In a manufacturing setting, a robot team can be less expensive because it maximizes the capability of each robot. The challenge then becomes: How do you coordinate a diverse set of robots? Some may be fixed in place, others mobile; some can lift heavy materials, while others are suited to smaller tasks.

As a solution, Zhang and his team created a learning-based approach for scheduling robots called learning for voluntary waiting and subteaming (LVWS).

“Robots have big tasks, just like humans,” says Zhang. “For example, they have a large box that cannot be carried by a single robot. The scenario will need multiple robots to collaboratively work on that.”

The other behavior is voluntary waiting. “We want the robot to be able to actively wait because, if they just choose a greedy solution to always perform smaller tasks that are immediately available, sometimes the bigger task will never be executed,” Zhang explains.

To test their LVWS approach, they gave six robots 18 tasks in a computer simulation and compared their LVWS approach to four other methods. In this computer model, there is a known, perfect solution for completing the scenario in the fastest amount of time. The researchers ran the different models through the simulation and calculated how much worse each method was compared to this perfect solution, a measure known as suboptimality. 

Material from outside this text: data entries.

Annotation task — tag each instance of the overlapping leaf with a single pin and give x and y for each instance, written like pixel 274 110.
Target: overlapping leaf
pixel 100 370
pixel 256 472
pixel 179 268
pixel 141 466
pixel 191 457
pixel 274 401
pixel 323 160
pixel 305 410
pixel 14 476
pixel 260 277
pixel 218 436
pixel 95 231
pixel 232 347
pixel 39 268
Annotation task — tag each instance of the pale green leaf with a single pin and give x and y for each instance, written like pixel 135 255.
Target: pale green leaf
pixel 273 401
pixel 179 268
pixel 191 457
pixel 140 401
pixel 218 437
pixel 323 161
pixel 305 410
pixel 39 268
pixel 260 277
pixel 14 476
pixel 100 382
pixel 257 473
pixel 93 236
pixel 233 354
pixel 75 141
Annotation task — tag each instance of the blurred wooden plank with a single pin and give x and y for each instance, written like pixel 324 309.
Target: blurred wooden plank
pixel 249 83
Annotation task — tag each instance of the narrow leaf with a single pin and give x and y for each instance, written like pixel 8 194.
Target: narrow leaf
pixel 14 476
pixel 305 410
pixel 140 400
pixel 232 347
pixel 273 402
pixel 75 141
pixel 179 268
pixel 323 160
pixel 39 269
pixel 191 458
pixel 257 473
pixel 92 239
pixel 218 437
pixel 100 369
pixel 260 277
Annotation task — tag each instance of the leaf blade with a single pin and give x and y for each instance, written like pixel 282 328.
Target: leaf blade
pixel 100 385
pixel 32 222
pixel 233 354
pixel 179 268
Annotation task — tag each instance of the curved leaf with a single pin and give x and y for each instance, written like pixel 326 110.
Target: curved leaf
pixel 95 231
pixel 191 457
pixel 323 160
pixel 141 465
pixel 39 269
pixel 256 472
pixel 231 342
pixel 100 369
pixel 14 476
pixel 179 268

The comparison methods ranged from 11.8 to 23 percent suboptimal. The new LVWS method was 0.8 percent suboptimal. “So the solution is close to the best possible or theoretical solution,” says Williard Jose, an author on the paper and a doctoral student in computer science at the Human-Centered Robotics Lab.

How does making a robot wait make the whole team faster? Consider this scenario: You have three robots—two that can lift 4 pounds each and one that can lift 10 pounds. One of the small robots is busy with a different task, and there is a 7-pound box that needs to be moved. 

“Instead of that big robot performing that task, it would be more beneficial for the small robot to wait for the other small robot and then they do that big task together because that bigger robot’s resource is better suited to do a different large task,” says Jose. 

If it’s possible to determine an optimal answer in the first place, why do robots even need a scheduler? “The issue with using that exact solution is to compute that it takes a really long time,” explains Jose. “With larger numbers of robots and tasks, it’s exponential. You can’t get the optimal solution in a reasonable amount of time.” 

When looking at models using 100 tasks, where it is intractable to calculate an exact solution, they found that their method completed the tasks in 22 time-steps compared to 23.05 to 25.85 time-steps for the comparison models.

Zhang hopes this work will help further research on using teams of robots to complete tasks, particularly when the question of scale comes into play. For instance, he says that a single, humanoid robot may be a better fit in the small footprint of a single-family home, while multi-robot systems are better options for a large industry environment that requires specialized tasks.